The Comfort of ‘Normal’

This very time, last year, there was hope. Hope that the year 2020 will be known for all the bad and it will only get better from there. The change of the calendar year would give a break from the unsavoury present and take us to better times. Covid was only a once-in-a-lifetime phenomenon that would disrupt only a cursed year, right? Well, wrong!

The year 2021 has really proved to be 2020+1. This year can make 2020 look like a rookie in making lives miserable. If nothing, there was some wishful thinking at the end of 2020 that the pandemic would be over and we will get back to the normal. But now, as 2021 ends, we’ve long forgotten all that hope, and created a normal. We’re at Omicron. But this is surely not the end. We may soon exhaust the Greek alphabet, but the mutating virus continues to spread.

All this is what everyone’s going through and my reality is no different from that of others. But, for me, that is not all. There’s a weird sense of both hollowness and satisfaction I feel with where I am in life. It is as if I am waiting for something to happen, not knowing when and what. I tried articulating this to myself and failed. So I’ll save myself the trouble of making an attempt to put it in this written word here.

All I do these days is attend classes at the Academy which try to indoctrinate us with what we must know to be efficient in our career. I often wonder how the State machinery puts up a façade of being all mighty, while not being strong enough to prove it. Despite its public stance of ‘Maximum Governance and Minimum Government’, the State desires to be as powerful as it can be. (Un)fortunately, it cannot be very strong.

There is always some incoherence between how powerful the State is and how well it is held accountable. There are some extreme cases: North Korea – where the State imposed a ban on laughter to mourn the 10th death anniversary of their former leader – or Saudi Arabia which stands tall as an autocratic monarchy overliving its time in the era of modern democratic nation-states. It is not that the other countries do not want to be a North Korea or Saudi Arabia. It is simply their inability that halts them from becoming the Big Brother they all desire to be.

The Indian case is of being neither here nor there. For those outside the Government, any public official may look as wielding too much power with too less accountability. But for those inside the Government, there is a gulf between how they are perceived by the people outside and the actual power they command. These officials are held back by their shackles and the threat that they may display against common citizenry is stronger than what it would be if such threat is realised.

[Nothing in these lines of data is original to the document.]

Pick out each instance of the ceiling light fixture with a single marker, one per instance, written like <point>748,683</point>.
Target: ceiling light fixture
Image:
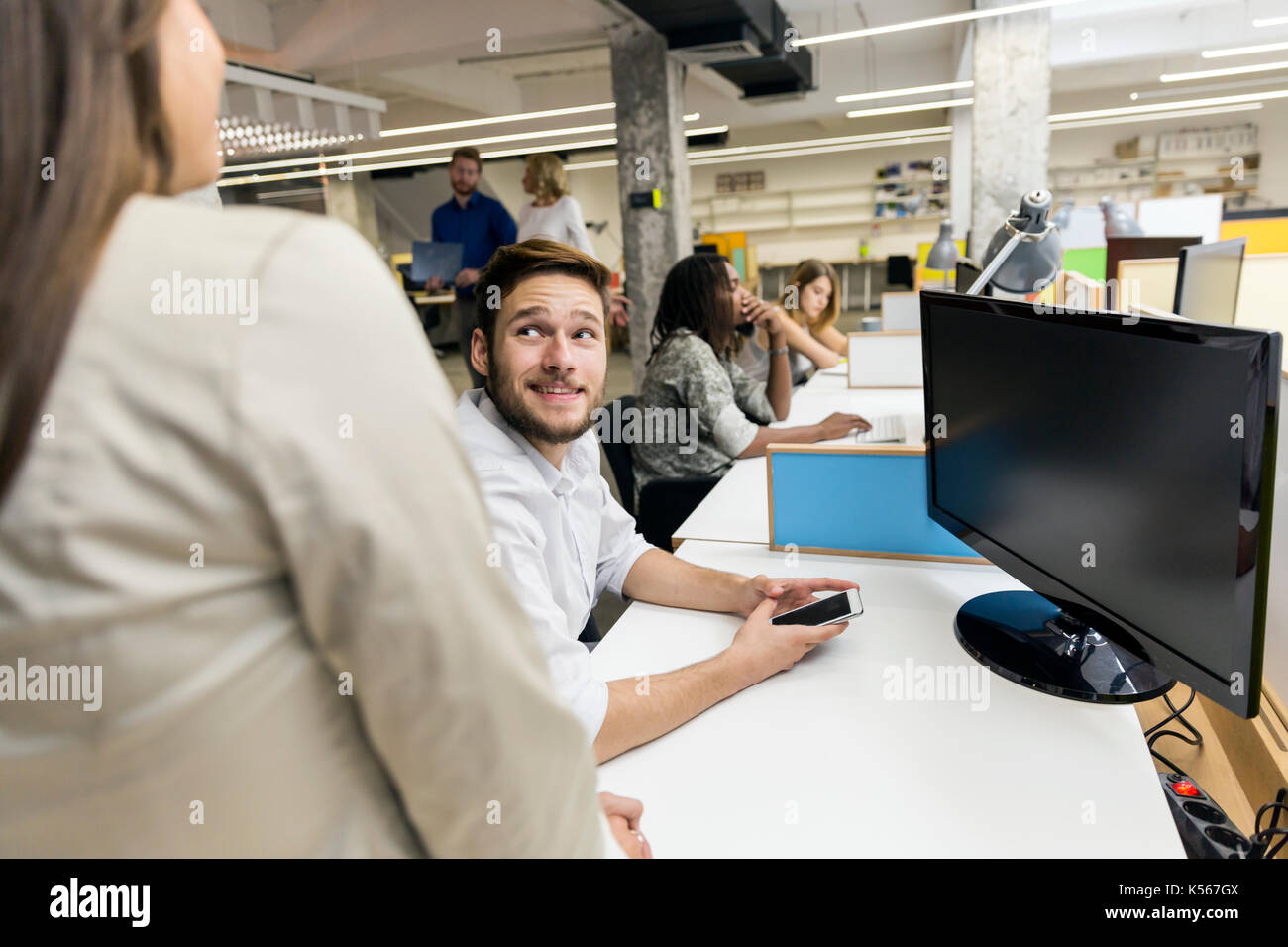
<point>1157,116</point>
<point>918,107</point>
<point>911,90</point>
<point>1241,51</point>
<point>1214,73</point>
<point>1167,106</point>
<point>932,21</point>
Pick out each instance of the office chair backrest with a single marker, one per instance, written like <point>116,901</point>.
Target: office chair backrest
<point>619,454</point>
<point>668,502</point>
<point>900,270</point>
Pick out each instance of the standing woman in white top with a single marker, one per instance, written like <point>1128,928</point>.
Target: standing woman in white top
<point>555,214</point>
<point>233,501</point>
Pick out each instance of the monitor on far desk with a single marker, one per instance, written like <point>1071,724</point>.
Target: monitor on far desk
<point>1207,281</point>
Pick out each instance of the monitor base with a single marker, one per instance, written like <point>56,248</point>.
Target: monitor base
<point>1025,638</point>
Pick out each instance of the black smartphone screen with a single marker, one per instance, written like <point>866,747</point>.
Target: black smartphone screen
<point>823,612</point>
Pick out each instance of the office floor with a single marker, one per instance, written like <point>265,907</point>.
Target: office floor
<point>618,382</point>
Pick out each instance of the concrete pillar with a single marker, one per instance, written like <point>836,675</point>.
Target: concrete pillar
<point>355,202</point>
<point>960,162</point>
<point>1010,138</point>
<point>648,86</point>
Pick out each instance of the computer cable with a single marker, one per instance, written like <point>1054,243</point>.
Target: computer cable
<point>1157,732</point>
<point>1261,838</point>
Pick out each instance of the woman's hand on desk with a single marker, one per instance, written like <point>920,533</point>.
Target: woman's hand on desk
<point>761,650</point>
<point>623,818</point>
<point>786,592</point>
<point>837,425</point>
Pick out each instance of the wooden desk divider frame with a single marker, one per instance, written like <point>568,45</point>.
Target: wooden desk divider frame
<point>851,450</point>
<point>867,337</point>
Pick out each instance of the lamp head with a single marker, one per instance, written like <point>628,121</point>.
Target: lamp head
<point>1037,257</point>
<point>943,256</point>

This power is only strong enough to tackle the weak. When it has to confront those with considerable economic or social capital, it falters.

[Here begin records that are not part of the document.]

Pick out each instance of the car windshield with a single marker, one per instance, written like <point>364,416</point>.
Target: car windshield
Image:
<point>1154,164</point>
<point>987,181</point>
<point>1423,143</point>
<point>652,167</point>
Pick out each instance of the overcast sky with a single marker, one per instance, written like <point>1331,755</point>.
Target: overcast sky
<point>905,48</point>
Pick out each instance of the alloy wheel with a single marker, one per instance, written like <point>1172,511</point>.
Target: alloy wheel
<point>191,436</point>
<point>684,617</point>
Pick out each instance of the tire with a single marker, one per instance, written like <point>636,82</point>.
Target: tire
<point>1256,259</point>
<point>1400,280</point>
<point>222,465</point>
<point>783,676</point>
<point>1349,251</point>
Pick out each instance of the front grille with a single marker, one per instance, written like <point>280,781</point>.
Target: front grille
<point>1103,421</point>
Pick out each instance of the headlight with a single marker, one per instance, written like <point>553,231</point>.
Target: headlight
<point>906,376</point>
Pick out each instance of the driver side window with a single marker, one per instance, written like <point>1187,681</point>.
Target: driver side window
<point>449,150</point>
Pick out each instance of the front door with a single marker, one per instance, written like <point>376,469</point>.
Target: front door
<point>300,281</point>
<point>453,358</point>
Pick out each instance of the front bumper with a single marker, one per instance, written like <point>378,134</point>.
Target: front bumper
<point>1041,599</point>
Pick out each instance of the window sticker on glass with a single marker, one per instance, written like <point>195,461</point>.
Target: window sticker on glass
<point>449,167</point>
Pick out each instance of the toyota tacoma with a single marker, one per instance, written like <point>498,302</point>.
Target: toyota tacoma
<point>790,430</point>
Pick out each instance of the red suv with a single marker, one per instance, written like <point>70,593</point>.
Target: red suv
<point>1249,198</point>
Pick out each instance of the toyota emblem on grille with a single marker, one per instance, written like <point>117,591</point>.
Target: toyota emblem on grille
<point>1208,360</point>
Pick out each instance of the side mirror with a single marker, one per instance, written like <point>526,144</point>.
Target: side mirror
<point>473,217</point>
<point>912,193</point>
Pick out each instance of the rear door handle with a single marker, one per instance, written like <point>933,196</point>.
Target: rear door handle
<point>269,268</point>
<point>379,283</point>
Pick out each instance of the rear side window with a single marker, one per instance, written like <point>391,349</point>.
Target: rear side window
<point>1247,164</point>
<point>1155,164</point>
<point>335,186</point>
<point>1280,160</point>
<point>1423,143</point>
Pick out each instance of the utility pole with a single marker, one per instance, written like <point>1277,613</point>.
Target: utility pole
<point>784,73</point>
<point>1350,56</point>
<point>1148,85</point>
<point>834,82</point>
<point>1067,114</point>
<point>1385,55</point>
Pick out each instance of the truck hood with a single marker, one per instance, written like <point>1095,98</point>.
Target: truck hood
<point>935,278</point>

It is here that I find myself wear this façade. Although the Judiciary is independent and autonomous as an organ, the internal hierarchical accountability is severe. But the higher you move in the hierarchy, the more disproportionately the autonomy widens. The fact that the Impeachment Articles of the Constitution have not once been used successfully against a High Court or Supreme Court judge speaks volumes. However, this is not the immunity a ‘subordinate court’ judge enjoys.

The case of lower judiciary is one of too much accountability. It requires some impossible balancing between the expectations of the High Court, the Bar, and the Parties that appear before us. Since you cannot make everyone happy, you are bound to be in the bad books of at least some. How powerful these some are will determine how well you do in your career. While you are juggling with all the stakeholders with ostensibly opposing interests, the room for you to take more initiative becomes narrow. You may become apprehensive to pro-actively do something, lest your good intentions are mistaken as means to some iniquitous ends. If at all this happens, you may reserve yourself only to do the time and do sufficiently enough not to be questioned on laxity. When questioned, all you need to find is an alibi for non-performance.